Arabic Sea Adventures

In 2024 I returned to Oman, this time only for 5 days.
My main purpose was diving, given to the limited time I concentrated 6 dives in 3 days, 4 day dives and 2 night dives.
The diving center that organized my dives is Arabic Sea Adventures ( https://www.instagram.com/as.adventures/), in Ras-al Hadd. I warmly recommend it. Faiz speaks fluent English and replies quickly and exhaustively on Instagram and WhatsApp, so to contact him and organize the dives with him is very easy. He’s a passionate underwater photographer in love with nudibranchs, so if you want to learn about them, just flick through his instagram page.
He came to fetch us (my buddy and me) in the morning after our arrival for the first two dives.
We go to the diving center that is located on Al-Batin beach, we load the boat with the equipment and we leave. It is 4 people in total: Faiz, the captain, Arafat the sailor, my buddy and me. A real luxury, we have all the boat for us. We arrive on the diving spot and start getting ready. While we wear our gear, my buddy has a small accident: the rubber band of her fin breaks. Her expression of disappointment is heart-breaking, but it does not last long. Faiz fixes it in a few minutes with a rope and two knots (don’t ask me which kind of knots, I have no idea).
The water is quite warm (we have a 5mm wetsuit, but a 3mm is fine). We start looking around and I must say I have never seen such an abundance in terms of quantity of marine life.
We are diving on a wreck, the maximum depth is 14 meters.
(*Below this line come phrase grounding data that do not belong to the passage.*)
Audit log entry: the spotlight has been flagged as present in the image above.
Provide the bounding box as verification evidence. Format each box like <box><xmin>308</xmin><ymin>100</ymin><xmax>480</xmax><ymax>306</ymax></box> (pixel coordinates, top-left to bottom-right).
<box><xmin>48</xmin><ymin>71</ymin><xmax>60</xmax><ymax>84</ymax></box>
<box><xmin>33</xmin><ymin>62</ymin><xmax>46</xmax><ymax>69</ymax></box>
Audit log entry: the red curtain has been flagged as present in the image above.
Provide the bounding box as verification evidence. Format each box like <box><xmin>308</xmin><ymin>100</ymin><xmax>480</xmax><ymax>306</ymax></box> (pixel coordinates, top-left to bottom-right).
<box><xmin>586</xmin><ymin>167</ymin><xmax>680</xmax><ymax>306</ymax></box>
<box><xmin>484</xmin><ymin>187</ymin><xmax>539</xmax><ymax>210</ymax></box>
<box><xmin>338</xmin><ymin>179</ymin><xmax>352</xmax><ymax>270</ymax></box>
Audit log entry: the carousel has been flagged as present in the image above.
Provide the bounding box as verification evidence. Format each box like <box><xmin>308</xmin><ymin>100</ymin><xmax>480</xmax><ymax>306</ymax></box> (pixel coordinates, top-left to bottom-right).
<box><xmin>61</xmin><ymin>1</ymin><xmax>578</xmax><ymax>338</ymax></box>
Faiz explains us, that we are diving where the Oman Sea and the Arabic Sea merge and because of the two currents blending, there are a lot of particles suspended in the water and this has an impact on the visibility. However, that’s also the reason for such a great marine life. My buddy and I keep on at calling each other to show enormous squids, any kind of nudibranchs, crabs, fishes, shrimps, morays eels of every size and livery, torpedos, rays and turtles. There are sea creatures everywhere, for the first time in my life I regret I only have one pair of eyes.
During the surface interval we are offered dates and watermelon. A fishermen boat comes to us and we all drink coffee together. No need to speak Arabic or English, smiles are enough to communicate.
On the second dive, as we are on a reef, I start searching for the Harlequin Shrimp, scrutinizing each anemones I bump into. My persistency is rewarded: here they are, two of them, super small, almost transparent, but easily recognizable. It is the first time I see them during a dive.
One minute later, my friend shows me a giant fish, possibly a big batfish. She is so busy in showing me the batfish that can’t see what I’m pointing with my arm. So I get closer to her and I lift her: a giant stingray (maybe a dragon stingray) is sleeping under the wreck and could not care less about us.